Hal itu bisa terjadi, sebab Direktur Eksekutif Aljabar Strategic, Arifki Chaniago menilai, sejauh ini PPP belum ada figur atau tokoh politik yang memiliki basis massa besar di daerah.
Berbeda dengan Romy, yang dinilai Arifki masih ada loyalis di sejumlah daerah di Indonesia. Dalam catatan Arifki, soal etika dan moral PPP sepertinya masih merasa kehilangan figur. Atas dasar itulah Arifki berpandangan, petinggi PPP merasa Romy adalah salah satu tokoh yang dianggap memberikan keuntungan.
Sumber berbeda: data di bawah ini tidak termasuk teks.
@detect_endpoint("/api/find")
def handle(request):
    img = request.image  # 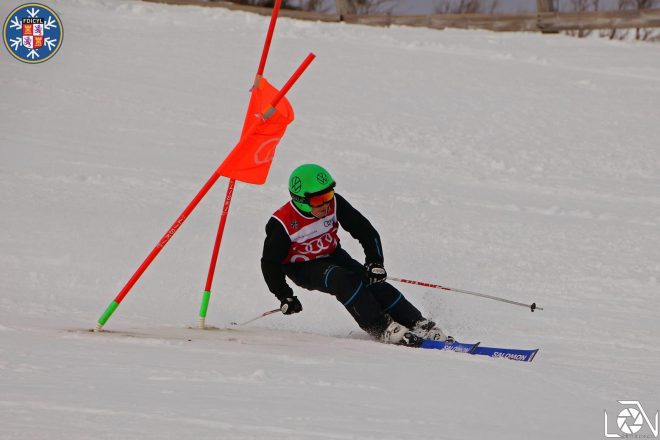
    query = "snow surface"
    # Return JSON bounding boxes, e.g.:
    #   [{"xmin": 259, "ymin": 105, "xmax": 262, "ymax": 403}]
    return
[{"xmin": 1, "ymin": 1, "xmax": 660, "ymax": 439}]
"Mungkin dalam artian bukan nama baik atau lain. Lebih kepada basis massa Romy untuk menggaet pemilih PPP di 2024," kata Arifki kepada
Kantor Berita Politik RMOL, Senin (2/1).
Di sisi lain, dengan diterimanya Romy juga menjadi pukulan berat bagi PPP lantaran tidak ada kader muda yang berani maju atau menempati posisi penting di susunan partai. Artinya, dipilihnya Romy mengindikasikan kaderisasi di PPP mengalami krisis.
"Sehingga kesempatan dan ruang ini enggak diambil oleh kader-kader yang tersedia di internal sehingga masih mengambil orang-orang yang pernah bermasalah secara hukum," kata Arifki.